Sunday, June 18, 2006

Dissecting Murtha's Evolution on Combat

Apparently the media would like you to believe that Rep. John Murtha's opposition to the war in Iraq and demands for a swift exit are of recent vintage - only created after the 2003 invasion of Iraq. Well, that would only be part of the story. As Paul Harvey might say, here's the rest of the story.

If anyone in the media bothered to do their research, like Sweetness and Light have done, the media would have come up with the following:
REMOVAL OF UNITED STATES ARMED FORCES FROM SOMALIA

House of Representatives - November 09, 1993

Mr. MURTHA. Mr. Speaker, let me just make a couple of points...

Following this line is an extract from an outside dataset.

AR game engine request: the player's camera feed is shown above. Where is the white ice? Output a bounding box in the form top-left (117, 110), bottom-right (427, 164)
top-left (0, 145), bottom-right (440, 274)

When I went to Somalia the first time, Mr. Speaker, my reservations remained the same. I told the new administration, when it came in, ‘We should get out of Somalia as quickly as possible,’ and in the middle of July I said, ‘Get our troops out because this could deteriorate into a very tragic situation.’...

The President has reassessed the situation...

Mr. Speaker, I would urge the Members to vote against the amendment offered by the gentleman from New York [Mr. Gilman] and give the President an opportunity to get the troops out in an orderly manner as quickly as prudently possible.
Rep. Murtha called for the swift exit from Somolia in 1993, which came shortly after the Black Hawk Down incident (October 13-14, 1993), where 18 Rangers were killed and 73 wounded. The US withdrawal from Somolia doomed not only Somolia for more than 15 years of violence, but spurred on al Qaeda to conclude that the US was a toothless tiger that could be forced to withdraw if its nose got bloody.

So, far from being an isolated position, Murtha is counseling the same position that he took in 1993. In the interim, the 9/11 Commission concluded (p. 96/97 of the final report) that the hasty withdrawal from Somolia emboldened terrorist groups like al Qaeda into launching ever more complicated and damaging attacks against US interests, including the 9/11 attacks.

The world now faces a resurgent Islamist threat from Somolia, which remains a lawless region and could be the poster child for the definition of failed state. Terrorists love failed states. They're the places where terrorists can seek and obtain safe haven, far from the prying eyes of a government. The UN and world failed to take and maintain action in Somolia, which has meant that Somolia continues to be a threat to world security to this day. We've seen in just the past few weeks that Mogadishu was overrun by Islamists who have already begun imposing strict Islamic law on the capital. I have no doubt that the Islamists will provide al Qaeda and other like-minded terrorist groups the free operation and support they desperately need now that Afghanistan and Iraq are no longer hospitable to their operations.

And yet Murtha counsels speedy withdrawal from the field of battle despite knowing what happened in 1993, in 1983 when President Reagan failed to take appropriate action against Hizbullah in Lebanon following the Marine barracks bombing, and even the 1979 failed rescue operation to liberate the hostages in Iran. He couldn't be more hopelessly wrong - again.

Withdrawing from the field of battle prematurely emboldens our enemies, provides aid and comfort to those who know that if they simply wait out the US for any amount of time after giving a bloody nose, they can win. Our enemies know that they don't have to win to beat the US, they just have to avoid losing.